Former dealership wins new trial in “straw buyer” case
A former Chrysler-Jeep dealership has won a new trial in a South Carolina "straw buyer" case.
In a victory for Stivers Automotive of Lexington Inc., the South Carolina Supreme Court said the trial judge should have let a jury decide whether the store breached its dealer agreement with the South Carolina Federal Credit Union as alleged in the lender's lawsuit over a defaulted loan. Stivers gave up the franchises after the transaction involved in the case.
The credit union claims that a dealership salesman knew the creditworthy "owner" who signed the loan documents was the sister of the actual uncreditworthy buyer, who defaulted, thus violating the agreement under which Stivers assigned her contract.
The dealer agreement warranted that Stivers didn't "knowingly communicate" incorrect information to the lender and that the buyer "has legal capacity" to execute the contract.
According to the court, Hiram Riley wanted to buy a used 2006 Ford Taurus but didn't qualify for financing. The salesman recommended he get a co-signer, and Riley's sister agreed to do it. The salesman took the paperwork to her home for signature.
The salesman explained the documents, and the sister indicated she understood and signed them, but the court said that "the paperwork was drafted so she was the sole purchaser, not a co-signer."
Riley picked up the car with the understanding that he would make payments. He stopped making payments, however, after the lender learned the car was uninsured and obtained a "forced insurance policy," almost doubling Riley's monthly payments. Riley told the lender where to recover the car, and it was auctioned for less than half the sale price and below market value, the dealership alleged.
The lender's suit against the sister for the unpaid balance was dismissed on the ground that she had dementia and was incompetent to sign contracts, court papers said. The lender then sued Stivers for the deficiency.
Stivers disputed the claim, arguing that the sister was competent and that the dealer agreement did not prohibit assigning contracts where a borrower intends a relative to use the vehicle.
At trial, the judge entered a directed verdict in favor of the lender and awarded $17,612 plus attorney fees. He found that the sister lacked mental capacity to contract, and thus Stivers breached its dealer agreement.
But the state Supreme Court found enough evidence for a jury to decide whether the sister had the capacity to sign.

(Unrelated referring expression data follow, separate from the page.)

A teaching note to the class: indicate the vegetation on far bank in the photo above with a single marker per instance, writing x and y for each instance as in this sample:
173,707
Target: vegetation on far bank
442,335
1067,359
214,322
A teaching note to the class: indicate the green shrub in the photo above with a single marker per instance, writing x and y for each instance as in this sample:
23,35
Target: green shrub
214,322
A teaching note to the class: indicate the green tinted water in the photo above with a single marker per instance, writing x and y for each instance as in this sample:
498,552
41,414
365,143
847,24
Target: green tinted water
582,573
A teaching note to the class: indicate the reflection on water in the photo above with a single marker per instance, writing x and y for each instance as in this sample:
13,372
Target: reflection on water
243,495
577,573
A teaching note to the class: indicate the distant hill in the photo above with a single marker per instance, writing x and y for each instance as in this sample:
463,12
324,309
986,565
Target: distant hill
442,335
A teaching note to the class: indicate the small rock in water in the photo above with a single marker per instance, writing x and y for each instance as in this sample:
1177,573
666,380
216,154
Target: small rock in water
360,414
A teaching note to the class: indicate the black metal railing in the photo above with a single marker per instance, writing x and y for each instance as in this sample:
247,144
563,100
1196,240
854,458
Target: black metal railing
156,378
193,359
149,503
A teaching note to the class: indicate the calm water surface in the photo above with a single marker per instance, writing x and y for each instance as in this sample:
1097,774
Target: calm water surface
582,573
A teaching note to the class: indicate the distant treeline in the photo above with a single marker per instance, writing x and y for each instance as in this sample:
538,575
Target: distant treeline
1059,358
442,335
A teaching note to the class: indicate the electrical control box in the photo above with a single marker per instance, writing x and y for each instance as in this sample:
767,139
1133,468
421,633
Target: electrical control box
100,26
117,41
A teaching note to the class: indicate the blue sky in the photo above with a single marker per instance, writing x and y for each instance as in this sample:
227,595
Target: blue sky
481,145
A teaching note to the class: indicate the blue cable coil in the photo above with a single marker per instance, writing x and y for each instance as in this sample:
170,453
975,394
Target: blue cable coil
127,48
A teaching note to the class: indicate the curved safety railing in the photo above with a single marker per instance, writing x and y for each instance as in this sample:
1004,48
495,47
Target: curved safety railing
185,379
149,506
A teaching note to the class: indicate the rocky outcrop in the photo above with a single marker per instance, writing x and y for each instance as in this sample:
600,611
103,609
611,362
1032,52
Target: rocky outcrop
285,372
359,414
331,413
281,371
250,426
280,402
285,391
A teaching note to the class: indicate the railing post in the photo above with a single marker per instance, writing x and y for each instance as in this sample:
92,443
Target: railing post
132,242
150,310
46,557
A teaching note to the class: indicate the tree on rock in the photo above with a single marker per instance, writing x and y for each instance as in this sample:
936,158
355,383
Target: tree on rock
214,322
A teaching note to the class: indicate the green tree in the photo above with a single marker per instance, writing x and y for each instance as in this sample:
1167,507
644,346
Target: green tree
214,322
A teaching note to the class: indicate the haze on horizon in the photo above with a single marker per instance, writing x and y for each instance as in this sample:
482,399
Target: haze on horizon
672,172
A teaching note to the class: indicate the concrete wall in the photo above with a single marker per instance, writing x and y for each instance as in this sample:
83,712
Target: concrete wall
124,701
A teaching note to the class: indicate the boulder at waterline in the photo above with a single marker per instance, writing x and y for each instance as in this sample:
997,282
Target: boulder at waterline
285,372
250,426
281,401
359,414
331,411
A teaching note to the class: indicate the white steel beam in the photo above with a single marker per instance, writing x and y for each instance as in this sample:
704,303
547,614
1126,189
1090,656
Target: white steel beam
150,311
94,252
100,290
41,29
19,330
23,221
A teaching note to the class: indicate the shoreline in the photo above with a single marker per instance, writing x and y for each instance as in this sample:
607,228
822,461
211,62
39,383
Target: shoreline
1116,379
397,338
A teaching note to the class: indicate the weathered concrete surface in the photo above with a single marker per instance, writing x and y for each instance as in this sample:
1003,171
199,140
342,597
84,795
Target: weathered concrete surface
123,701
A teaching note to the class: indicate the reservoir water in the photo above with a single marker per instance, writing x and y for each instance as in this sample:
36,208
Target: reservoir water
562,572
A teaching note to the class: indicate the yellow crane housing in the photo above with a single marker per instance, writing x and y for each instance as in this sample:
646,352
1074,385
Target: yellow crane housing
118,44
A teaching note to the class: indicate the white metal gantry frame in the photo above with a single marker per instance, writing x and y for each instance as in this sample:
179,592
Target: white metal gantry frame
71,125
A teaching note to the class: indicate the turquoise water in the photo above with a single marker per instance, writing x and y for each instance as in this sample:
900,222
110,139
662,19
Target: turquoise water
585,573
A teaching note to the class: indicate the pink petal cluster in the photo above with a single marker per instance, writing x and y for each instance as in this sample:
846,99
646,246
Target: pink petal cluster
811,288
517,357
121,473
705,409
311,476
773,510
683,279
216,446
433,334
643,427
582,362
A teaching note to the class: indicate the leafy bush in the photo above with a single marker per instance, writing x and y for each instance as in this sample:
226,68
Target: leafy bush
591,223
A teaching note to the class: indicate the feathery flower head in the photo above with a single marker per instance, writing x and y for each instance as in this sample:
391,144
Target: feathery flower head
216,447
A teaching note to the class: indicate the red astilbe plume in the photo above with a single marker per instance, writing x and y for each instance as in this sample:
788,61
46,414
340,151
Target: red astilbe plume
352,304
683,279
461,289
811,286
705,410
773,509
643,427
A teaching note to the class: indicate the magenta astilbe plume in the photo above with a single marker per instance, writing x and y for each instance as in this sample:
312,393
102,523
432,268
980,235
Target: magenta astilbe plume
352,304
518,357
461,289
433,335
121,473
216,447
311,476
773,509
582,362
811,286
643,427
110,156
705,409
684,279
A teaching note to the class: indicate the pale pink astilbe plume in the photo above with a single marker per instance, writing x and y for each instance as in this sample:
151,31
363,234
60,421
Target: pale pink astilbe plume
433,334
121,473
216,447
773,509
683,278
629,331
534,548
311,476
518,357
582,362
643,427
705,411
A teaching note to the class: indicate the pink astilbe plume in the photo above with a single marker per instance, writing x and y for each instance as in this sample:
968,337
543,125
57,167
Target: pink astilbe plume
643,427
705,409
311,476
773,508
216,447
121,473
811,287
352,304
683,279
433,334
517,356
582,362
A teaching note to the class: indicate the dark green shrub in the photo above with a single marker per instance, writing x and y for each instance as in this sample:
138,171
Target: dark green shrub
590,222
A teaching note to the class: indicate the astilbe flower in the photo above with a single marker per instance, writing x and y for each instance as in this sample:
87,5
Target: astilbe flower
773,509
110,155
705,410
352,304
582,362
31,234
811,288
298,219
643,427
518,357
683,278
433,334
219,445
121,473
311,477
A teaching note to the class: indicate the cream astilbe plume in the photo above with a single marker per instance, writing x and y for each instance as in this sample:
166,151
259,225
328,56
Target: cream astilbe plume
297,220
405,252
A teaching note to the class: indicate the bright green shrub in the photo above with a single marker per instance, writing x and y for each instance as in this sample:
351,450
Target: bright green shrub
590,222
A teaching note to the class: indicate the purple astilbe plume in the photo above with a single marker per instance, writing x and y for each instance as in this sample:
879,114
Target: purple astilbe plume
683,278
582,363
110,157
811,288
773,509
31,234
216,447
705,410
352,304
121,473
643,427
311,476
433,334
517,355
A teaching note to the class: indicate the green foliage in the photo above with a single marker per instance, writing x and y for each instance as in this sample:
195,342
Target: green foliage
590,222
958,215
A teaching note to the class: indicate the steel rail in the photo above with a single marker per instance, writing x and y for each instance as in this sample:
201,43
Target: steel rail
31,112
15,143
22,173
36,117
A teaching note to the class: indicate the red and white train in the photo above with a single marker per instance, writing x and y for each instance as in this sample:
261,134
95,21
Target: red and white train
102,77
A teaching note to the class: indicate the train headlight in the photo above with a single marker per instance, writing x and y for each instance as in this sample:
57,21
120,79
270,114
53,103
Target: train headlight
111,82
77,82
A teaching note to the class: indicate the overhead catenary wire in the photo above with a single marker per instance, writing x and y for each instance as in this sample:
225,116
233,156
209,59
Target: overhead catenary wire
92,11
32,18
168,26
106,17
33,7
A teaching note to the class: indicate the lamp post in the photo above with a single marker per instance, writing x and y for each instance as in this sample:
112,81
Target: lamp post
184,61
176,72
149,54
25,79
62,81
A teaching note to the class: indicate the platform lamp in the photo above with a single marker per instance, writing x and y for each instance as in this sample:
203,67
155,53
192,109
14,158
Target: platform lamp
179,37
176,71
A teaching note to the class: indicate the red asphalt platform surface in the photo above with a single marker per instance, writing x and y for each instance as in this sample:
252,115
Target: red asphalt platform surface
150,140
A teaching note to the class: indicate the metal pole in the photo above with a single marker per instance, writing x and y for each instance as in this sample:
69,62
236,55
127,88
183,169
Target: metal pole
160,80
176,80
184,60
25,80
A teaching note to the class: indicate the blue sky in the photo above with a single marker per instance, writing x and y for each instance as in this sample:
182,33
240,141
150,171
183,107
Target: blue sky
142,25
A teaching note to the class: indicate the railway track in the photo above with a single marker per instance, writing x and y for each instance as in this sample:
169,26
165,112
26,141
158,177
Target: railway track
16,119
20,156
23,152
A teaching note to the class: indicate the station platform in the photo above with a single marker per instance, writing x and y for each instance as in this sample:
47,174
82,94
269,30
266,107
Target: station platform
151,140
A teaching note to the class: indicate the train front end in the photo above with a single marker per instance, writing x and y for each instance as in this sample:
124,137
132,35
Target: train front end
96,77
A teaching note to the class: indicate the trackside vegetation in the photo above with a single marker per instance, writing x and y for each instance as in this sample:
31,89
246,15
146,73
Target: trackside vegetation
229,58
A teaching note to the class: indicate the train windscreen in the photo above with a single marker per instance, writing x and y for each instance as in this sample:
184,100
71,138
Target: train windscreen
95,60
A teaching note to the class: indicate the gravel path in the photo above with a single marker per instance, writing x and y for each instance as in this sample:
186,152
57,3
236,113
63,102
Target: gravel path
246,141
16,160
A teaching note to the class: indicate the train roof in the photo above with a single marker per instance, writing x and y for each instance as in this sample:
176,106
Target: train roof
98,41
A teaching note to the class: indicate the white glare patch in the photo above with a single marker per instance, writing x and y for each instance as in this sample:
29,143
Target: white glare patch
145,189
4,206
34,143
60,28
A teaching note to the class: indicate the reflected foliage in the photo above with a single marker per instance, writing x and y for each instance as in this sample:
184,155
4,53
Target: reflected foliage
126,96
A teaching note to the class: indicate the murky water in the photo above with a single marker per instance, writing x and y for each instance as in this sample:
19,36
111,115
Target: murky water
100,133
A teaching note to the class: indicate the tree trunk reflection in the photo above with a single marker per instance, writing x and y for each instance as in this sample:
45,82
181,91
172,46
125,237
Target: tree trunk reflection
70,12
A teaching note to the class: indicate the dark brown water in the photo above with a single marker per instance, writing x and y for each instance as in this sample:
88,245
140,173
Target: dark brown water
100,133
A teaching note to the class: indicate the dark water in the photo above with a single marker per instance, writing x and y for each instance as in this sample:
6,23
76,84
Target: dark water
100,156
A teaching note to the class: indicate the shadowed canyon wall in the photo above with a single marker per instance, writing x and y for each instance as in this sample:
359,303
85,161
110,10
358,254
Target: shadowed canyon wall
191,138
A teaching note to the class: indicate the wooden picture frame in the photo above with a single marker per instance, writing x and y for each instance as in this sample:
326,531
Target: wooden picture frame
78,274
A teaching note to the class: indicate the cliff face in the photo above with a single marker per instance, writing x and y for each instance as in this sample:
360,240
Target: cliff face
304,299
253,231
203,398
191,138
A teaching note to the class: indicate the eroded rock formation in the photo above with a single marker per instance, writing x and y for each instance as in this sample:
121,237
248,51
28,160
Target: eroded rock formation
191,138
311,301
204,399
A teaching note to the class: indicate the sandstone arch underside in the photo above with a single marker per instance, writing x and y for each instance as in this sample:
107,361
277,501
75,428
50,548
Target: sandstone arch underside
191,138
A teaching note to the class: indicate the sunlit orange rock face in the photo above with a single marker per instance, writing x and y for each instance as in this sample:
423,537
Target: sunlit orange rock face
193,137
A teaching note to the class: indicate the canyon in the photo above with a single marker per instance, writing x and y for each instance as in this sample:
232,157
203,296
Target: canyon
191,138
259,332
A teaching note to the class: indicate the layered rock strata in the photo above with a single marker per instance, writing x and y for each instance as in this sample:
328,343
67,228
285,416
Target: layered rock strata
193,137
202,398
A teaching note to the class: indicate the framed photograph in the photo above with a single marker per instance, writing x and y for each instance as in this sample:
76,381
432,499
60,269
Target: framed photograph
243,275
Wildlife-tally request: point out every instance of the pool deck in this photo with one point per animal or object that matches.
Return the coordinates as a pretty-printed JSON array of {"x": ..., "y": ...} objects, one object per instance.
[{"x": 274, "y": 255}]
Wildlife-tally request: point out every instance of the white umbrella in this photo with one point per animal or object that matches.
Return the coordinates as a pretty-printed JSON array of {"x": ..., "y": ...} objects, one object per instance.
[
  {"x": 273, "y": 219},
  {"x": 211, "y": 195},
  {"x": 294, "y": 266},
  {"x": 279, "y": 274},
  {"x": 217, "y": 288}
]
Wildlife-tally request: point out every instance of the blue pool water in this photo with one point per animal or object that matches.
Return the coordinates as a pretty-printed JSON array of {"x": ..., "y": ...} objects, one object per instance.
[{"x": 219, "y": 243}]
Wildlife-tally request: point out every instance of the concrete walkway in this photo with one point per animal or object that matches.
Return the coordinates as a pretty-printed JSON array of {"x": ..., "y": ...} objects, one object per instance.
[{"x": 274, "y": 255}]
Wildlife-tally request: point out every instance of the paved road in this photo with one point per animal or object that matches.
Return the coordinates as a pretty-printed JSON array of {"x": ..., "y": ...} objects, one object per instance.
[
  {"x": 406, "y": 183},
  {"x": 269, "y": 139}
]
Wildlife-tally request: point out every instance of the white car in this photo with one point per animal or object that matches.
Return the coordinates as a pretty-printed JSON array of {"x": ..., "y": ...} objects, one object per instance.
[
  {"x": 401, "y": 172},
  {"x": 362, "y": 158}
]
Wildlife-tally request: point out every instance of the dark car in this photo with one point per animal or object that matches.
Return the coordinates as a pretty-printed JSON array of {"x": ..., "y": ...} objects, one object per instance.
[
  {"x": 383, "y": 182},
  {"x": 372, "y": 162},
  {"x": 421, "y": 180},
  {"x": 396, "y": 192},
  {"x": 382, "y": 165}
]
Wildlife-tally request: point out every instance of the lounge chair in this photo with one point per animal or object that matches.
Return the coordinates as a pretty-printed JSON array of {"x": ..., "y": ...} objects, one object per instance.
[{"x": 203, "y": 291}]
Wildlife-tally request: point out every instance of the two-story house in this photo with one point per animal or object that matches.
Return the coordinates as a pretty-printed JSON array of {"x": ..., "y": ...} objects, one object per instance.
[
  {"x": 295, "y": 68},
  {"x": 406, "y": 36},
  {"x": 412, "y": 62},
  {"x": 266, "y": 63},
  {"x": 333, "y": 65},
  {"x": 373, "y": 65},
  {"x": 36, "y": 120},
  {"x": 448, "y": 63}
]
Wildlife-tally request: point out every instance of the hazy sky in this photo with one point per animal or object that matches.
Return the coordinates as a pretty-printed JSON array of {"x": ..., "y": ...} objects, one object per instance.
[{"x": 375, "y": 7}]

For example, she was still driving and was current on her home equity and credit card payments.
At a new trial, the jury should also decide whether Stivers violated any other warranties and whether the credit union's disposition of the car was commercially reasonable, the court said.
Stivers' lawyer, Greg Studemeyer of Columbia, said: "Some lenders believe their broadly drafted dealer agreements guarantee a stream of income when dealers assign retail installment agreements to them, and that in the event of default, they are free to repossess and dispose of the collateral as they see fit and ultimately hold the dealer responsible for any loss. This case stands for the proposition that lenders have the same obligation to dealers as they have to consumers to dispose of collateral in a commercially reasonable manner to minimize losses."
Credit union attorney Cynthia Lowery of Charleston said she cannot comment because the case remains in litigation.
Editor's note: An earlier version of this story included an incorrect byline.